Our student Norra Pe Benito (2L) recently represented TJSL at the annual National Law Students Workers' Rights Conference just outside of Baltimore, MD. She attended thanks to the generosity and sponsorship of conference organizers at The Peggy Browning Fund. Career Services Director Jeff Chinn asked Norra to answer a few questions about her experience attending the conference.
1) Which sessions did you attend? What did you enjoy best about the conference?
I attended the Rewards of Labor Law practice, Trade & Labor: New Models for Fair as Opposed to Free Trade, and Employee Benefits Law. I enjoyed hearing more about the real experience of people working with labor and employment law. Union organizers shared their stories and experiences about the struggles and difficulties they face to create a movement or organize a union. The attorneys shared stories about how much they enjoy serving others because they are giving a voice to employees who would otherwise feel intimidated.
2) How has this experience helped you decide what career path you want to take?
After my 1L year, I had trouble explaining which area of law interests me most. After going to the conference, I have a stronger interest in trade and labor law on an international scale. Professor Marley Weiss (University of Maryland Carey School of Law) was a great speaker and opened a discussion about how to regulate unfair labor practices on an international scale. I am more interested in international trade and labor practices now, and plan to take more courses in that area. Also, the attorneys and organizers shared a common message about their overall quality of life. Most people in this area of law feel rewarded internally because they are making a positive impact for people who have to battle against the large corporations and businesses.
3) Why should students think about applying to attend the conference in the future?

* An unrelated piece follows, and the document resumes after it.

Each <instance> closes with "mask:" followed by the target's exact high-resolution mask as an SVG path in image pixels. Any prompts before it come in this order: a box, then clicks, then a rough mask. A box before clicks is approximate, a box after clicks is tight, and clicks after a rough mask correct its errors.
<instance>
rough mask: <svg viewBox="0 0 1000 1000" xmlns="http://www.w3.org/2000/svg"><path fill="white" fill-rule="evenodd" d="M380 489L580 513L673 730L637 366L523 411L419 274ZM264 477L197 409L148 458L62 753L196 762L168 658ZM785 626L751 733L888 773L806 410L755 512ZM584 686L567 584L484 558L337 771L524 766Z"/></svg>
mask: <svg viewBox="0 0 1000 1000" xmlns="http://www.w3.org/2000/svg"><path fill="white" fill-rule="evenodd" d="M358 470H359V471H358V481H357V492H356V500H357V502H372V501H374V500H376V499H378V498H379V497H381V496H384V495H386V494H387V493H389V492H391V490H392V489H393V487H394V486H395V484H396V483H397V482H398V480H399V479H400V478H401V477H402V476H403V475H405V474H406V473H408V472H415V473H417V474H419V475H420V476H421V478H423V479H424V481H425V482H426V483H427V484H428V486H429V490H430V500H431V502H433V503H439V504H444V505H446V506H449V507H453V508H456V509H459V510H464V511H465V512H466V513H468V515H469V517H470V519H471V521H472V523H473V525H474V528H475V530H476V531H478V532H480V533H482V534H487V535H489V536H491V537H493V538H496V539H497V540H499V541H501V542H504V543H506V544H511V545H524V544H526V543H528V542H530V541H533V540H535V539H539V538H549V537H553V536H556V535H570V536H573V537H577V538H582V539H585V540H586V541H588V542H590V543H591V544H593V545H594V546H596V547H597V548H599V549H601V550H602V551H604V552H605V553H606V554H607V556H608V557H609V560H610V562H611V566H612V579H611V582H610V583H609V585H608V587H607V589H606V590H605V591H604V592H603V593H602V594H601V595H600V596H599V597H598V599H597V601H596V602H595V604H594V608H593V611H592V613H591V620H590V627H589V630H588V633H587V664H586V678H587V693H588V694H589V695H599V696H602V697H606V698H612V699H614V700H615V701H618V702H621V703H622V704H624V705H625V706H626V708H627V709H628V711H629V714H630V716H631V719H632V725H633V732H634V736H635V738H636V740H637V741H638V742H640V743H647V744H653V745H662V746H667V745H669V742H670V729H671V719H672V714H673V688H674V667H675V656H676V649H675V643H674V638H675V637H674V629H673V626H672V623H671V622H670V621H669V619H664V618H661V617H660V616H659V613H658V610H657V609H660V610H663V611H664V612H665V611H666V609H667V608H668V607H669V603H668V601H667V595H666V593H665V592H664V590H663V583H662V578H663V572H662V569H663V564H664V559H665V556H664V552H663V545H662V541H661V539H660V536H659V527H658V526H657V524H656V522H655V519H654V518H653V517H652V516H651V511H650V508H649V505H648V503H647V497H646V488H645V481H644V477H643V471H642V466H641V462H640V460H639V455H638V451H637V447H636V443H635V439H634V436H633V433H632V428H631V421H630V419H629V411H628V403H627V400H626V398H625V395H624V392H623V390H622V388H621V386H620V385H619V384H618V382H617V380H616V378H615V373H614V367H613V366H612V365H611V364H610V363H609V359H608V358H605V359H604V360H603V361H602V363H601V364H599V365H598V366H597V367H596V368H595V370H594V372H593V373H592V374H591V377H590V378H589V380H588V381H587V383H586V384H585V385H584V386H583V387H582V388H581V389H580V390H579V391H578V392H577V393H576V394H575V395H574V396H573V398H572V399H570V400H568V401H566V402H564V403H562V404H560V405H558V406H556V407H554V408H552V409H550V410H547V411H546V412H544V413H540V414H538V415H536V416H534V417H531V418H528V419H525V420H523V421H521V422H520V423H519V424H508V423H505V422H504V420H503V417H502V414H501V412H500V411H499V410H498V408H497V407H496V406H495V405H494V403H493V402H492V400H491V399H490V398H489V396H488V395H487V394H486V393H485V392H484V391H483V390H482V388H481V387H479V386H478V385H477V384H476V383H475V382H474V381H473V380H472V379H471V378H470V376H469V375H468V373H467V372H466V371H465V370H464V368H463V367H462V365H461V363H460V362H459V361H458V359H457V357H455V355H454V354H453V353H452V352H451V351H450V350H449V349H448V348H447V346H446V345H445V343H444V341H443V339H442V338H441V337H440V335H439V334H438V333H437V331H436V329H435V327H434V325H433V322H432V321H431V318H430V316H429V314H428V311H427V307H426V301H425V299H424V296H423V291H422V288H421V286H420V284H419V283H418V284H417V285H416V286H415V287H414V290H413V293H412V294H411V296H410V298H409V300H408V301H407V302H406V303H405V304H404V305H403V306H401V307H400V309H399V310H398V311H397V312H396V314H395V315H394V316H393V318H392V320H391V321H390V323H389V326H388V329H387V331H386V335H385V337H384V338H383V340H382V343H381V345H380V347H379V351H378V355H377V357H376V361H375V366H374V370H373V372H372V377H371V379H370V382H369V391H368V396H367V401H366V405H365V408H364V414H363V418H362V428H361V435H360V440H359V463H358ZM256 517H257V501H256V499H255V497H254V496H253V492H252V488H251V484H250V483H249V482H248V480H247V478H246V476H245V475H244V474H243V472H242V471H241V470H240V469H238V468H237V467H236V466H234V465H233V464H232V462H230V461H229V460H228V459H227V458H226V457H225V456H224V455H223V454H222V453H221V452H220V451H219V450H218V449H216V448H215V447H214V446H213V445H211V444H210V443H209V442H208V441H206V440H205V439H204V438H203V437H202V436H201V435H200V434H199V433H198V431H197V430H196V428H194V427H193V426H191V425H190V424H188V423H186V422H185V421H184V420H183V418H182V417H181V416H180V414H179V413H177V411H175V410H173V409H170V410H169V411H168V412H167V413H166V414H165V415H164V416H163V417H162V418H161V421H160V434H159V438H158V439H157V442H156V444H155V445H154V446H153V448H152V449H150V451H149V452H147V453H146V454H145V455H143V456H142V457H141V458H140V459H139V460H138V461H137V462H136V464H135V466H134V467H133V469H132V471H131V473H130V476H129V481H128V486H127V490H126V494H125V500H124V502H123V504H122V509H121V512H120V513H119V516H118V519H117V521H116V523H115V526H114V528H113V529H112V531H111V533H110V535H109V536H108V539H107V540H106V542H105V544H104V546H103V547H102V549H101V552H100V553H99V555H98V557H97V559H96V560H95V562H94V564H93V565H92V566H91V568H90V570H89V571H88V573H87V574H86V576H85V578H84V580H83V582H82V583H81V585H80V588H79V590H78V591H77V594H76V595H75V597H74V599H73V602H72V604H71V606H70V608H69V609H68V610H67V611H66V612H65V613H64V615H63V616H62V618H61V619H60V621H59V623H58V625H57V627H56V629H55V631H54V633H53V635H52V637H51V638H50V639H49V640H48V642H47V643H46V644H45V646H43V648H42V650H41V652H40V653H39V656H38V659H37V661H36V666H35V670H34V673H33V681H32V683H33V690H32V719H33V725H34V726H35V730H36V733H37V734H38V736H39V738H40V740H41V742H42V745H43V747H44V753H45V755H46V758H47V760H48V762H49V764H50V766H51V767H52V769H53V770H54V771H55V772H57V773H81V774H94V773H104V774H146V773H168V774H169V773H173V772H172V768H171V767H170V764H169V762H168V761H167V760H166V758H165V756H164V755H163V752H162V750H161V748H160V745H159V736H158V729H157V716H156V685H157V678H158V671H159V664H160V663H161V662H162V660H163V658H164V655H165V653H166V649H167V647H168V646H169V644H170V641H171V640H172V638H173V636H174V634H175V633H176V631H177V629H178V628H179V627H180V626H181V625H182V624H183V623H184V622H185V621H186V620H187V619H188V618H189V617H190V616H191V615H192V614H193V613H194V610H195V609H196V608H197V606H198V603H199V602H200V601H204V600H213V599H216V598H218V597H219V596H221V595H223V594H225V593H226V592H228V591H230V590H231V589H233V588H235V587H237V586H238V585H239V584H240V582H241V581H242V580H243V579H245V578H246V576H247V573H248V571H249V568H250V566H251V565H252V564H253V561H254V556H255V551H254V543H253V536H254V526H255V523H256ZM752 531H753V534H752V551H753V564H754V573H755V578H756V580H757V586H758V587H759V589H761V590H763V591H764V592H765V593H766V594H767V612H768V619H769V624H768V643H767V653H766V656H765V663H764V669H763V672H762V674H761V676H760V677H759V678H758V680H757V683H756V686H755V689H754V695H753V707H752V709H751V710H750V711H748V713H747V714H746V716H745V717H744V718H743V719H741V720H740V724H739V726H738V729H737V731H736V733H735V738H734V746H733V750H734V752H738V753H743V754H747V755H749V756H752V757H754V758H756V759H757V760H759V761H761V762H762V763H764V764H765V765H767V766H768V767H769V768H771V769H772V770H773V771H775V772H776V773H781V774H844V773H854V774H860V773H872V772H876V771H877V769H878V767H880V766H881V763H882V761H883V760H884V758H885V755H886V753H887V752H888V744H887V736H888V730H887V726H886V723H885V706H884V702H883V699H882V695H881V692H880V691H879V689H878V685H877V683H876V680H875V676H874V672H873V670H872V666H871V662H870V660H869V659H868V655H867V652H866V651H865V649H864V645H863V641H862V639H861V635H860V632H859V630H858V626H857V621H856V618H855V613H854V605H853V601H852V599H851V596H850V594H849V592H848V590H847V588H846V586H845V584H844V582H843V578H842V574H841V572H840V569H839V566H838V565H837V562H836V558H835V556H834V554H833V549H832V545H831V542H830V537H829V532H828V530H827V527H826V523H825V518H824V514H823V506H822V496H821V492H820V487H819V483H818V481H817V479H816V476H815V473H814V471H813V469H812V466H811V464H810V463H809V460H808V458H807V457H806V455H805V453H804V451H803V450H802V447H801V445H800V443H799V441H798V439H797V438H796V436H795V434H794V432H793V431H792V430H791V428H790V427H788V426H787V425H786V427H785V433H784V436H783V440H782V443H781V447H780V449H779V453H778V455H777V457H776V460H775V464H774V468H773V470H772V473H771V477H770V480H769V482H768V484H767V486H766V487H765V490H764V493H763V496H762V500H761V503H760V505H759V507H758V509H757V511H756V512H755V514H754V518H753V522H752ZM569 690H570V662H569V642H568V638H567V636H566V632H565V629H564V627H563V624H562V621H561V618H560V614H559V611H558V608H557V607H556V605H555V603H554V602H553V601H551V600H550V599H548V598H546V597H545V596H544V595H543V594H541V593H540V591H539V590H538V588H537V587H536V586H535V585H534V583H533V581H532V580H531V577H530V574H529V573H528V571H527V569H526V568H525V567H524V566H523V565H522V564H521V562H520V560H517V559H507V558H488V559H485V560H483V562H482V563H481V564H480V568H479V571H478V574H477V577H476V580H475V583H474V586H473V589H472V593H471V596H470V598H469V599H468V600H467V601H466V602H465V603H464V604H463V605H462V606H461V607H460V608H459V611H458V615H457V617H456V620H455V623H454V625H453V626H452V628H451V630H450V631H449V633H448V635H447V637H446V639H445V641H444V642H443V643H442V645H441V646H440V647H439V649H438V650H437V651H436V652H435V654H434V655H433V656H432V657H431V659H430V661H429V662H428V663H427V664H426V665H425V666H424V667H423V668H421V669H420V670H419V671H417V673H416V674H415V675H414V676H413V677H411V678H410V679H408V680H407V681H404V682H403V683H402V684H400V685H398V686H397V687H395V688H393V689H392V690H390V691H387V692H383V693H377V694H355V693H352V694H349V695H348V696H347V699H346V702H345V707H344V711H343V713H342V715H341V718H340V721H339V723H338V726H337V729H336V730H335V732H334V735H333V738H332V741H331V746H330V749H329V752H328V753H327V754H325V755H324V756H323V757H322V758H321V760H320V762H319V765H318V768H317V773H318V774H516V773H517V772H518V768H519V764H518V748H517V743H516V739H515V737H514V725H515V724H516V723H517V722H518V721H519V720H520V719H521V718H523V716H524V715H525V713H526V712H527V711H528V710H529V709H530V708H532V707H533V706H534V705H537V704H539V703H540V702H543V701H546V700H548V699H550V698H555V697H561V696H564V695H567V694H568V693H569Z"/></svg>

All students should apply to attend this conference because it gives law students the opportunity to meet and learn from leaders and attorneys who are representing employees, who makes up the majority of our population. Also, the conference is a great place to network on a national scale. One evening after dinner, I had the opportunity to speak with a panelist one-on-one. Because of this networking opportunity, I established a relationship with her and spent 30-45 minutes discussing the legal problems she faced while organizing a union for McDonald’s employees to push for a $15 minimum wage increase. Experiences like this are priceless and more students should take advantage of opportunities like this.